Although aluminum (Al), a known environmental toxin, has been implicated in a variety of neurological disorders, the molecular mechanism responsible for these conditions is not fully understood. In this report, we demonstrate the ability of Al to trigger mitochondrial dysfunction and ineffective adenosine triphosphate (ATP) production. This situation severely affected cytoskeletal dynamics. Whereas the control cells had well‐defined structures, the Al‐exposed astrocytoma cells appeared as globular structures. Creatine kinase (CK) and profilin‐2, two critical modulators of cellular morphology, were markedly diminished in the astrocytoma cells treated with Al. Antioxidants such as α‐ketoglutarate and N‐acetylcysteine mitigated the occurrence of the globular‐shaped cells promoted by Al toxicity. Taken together, these data reveal an intricate link between ATP metabolism and astrocytic dysfunction and provide molecular insights into the pathogenesis of Al‐induced neurological diseases.

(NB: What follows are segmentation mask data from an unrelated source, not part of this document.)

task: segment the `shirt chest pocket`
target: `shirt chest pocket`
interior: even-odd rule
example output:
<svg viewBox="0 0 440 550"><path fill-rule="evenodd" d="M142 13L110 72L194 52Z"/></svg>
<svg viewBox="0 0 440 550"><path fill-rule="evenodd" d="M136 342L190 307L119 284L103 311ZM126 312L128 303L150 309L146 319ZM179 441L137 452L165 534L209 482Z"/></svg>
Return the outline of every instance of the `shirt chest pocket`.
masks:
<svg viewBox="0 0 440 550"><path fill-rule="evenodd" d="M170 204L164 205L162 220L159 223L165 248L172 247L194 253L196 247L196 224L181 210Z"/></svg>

Hepatic response to aluminum toxicity: Dyslipidemia and liver diseases

Aluminum (Al) is a metal toxin that has been implicated in the etiology of a number of diseases including Alzheimers, Parkinsons, dialysis encephalopathy, and osteomalacia. Al has been shown to exert its effects by disrupting lipid membrane fluidity, perturbing iron (Fe), magnesium, and calcium homeostasis, and causing oxidative stress. However, the exact molecular targets of aluminums toxicity have remained elusive. In the present review, we describe how the use of a systems biology approach in cultured hepatoblastoma cells (HepG2) allowed the identification of the molecular targets of Al toxicity. Mitochondrial metabolism is the main site of the toxicological action of Al. Fe-dependent and redox sensitive enzymes in the tricarboxylic acid (TCA) cycle and oxidative phosphorylation (OXPHOS) are dramatically decreased by Al exposure. In an effort to compensate for diminished mitochondrial function, Al-treated cells stabilize hypoxia inducible factor-1α (HIF-1α) to increase ATP production by glycolysis. Additionally, Al toxicity leads to an increase in intracellular lipid accumulation due to enhanced lipogenesis and a decrease in the β-oxidation of fatty acids. Central to these effects is the alteration of α-ketoglutarate (KG) homeostasis. In Al-exposed cells, KG is preferentially used to quench ROS leading to succinate accumulation and HIF-1α stabilization. Moreover, the channeling of KG to combat oxidative stress leads to a reduction of l-carnitine biosynthesis and a concomitant decrease in fatty acid oxidation. The fluidity and interaction of these metabolic modules and the implications of these findings in liver-related disorders are discussed herein.